Knowledge of the inner workings of Lyndon Johnson’s character illuminates a Presidency; knowledge of the broader outlines of his life illuminates far more. For the drama of his life—and of the lives, so inextricably linked with his, of his father and grandfather—was played out against a panorama vast in scope: the panorama of the westward movement in America, and particularly in America’s Southwest. The story of Lyndon Johnson is the story of the slow settlement of endless, empty, fearsomely hostile plains and hills with the “dog-run” log cabins of families who would for generations that added up to a century remain not only poor—bereft of modern machinery, of electricity, of a thousand amenities urban America took for granted—but isolated: cut off from the rest of America. Lyndon Johnson grew up
in the Hill Country of Texas during the 1920s, the Age of Radio, the Age of the Movies. But there were few movies, and almost no radios—and no paved roads and no electricity and so little money that the economy was basically an agricultural barter economy—in the Hill Country during the 1920s, or, indeed, during the 1930s. And the story of Lyndon Johnson is, in microcosm, the story of how, at last, government, deaf for generations, finally, during the New Deal, during the Age of Roosevelt, answered the pleas of impoverished farmers for help in fighting forces too big for them to fight alone. The story of Lyndon Johnson is the story of the great dams that tamed the rivers of the West, and turned their waters into electric power—for it was because of Lyndon Johnson that great dams were built in the Hill Country.

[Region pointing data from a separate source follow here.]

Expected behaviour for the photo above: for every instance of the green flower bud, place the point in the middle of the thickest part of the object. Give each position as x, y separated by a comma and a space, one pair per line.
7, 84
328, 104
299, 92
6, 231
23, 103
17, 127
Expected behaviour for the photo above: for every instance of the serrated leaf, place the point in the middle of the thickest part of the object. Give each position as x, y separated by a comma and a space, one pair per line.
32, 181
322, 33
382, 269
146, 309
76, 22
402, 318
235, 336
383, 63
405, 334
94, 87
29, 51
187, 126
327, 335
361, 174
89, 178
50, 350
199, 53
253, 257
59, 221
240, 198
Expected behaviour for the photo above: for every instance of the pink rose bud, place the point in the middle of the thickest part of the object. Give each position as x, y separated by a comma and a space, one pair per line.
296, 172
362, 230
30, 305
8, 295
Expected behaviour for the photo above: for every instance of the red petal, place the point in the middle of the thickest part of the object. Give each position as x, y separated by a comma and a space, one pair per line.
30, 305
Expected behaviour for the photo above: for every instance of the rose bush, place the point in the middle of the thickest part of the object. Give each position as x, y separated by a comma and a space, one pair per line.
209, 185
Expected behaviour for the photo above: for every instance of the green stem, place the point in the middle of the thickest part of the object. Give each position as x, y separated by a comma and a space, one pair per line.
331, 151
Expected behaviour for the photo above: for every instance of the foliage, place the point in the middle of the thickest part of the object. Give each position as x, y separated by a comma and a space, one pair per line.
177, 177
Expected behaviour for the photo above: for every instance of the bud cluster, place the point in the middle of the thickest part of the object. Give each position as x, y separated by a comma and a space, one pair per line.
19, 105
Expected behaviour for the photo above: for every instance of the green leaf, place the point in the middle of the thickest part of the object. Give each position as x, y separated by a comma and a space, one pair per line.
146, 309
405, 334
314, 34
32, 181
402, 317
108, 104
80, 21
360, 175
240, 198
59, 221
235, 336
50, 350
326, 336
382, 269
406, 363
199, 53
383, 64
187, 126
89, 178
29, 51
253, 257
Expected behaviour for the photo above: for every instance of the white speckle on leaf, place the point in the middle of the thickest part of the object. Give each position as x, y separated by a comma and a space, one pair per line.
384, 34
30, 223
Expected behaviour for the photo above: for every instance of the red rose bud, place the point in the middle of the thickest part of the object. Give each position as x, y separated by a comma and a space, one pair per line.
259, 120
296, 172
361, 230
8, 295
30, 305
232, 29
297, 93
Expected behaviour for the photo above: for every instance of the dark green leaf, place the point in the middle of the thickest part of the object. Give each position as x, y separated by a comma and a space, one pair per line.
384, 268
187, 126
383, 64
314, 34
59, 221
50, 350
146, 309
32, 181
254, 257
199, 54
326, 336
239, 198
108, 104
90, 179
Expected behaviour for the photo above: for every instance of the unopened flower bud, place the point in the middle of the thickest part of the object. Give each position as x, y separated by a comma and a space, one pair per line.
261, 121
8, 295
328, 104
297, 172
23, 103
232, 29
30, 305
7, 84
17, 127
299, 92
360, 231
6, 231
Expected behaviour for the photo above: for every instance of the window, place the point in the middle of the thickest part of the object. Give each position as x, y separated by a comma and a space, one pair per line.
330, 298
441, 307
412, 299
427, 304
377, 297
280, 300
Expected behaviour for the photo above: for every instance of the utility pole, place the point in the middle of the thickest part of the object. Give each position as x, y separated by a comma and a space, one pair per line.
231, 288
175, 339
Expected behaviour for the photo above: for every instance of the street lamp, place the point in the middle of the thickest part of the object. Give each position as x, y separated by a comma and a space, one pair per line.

And the story of Lyndon Johnson is the story of the electric wires, gleaming silver across dun-brown plains and hills, which linked the life of the West, as railroads had linked its commerce, to the rest of America—for it was Lyndon Johnson who brought those wires to the Hill Country. When, in 1937, at the age of twenty-eight, Johnson became their Congressman, Hill Country farmers were still plowing their fields with mules because they could not afford tractors. Because they had no electricity, they were still doing every chore by hand, while trying to scratch a living from soil from which the fertility had been drained decades before. They were still watching their wives made stooped and old before their time by a life of terrible drudgery, a life that seemed, as one Hill Country woman put it, “out of the Middle Ages.” Four years later, the people of the Hill Country were living in the twentieth century. Lyndon Johnson had brought them there.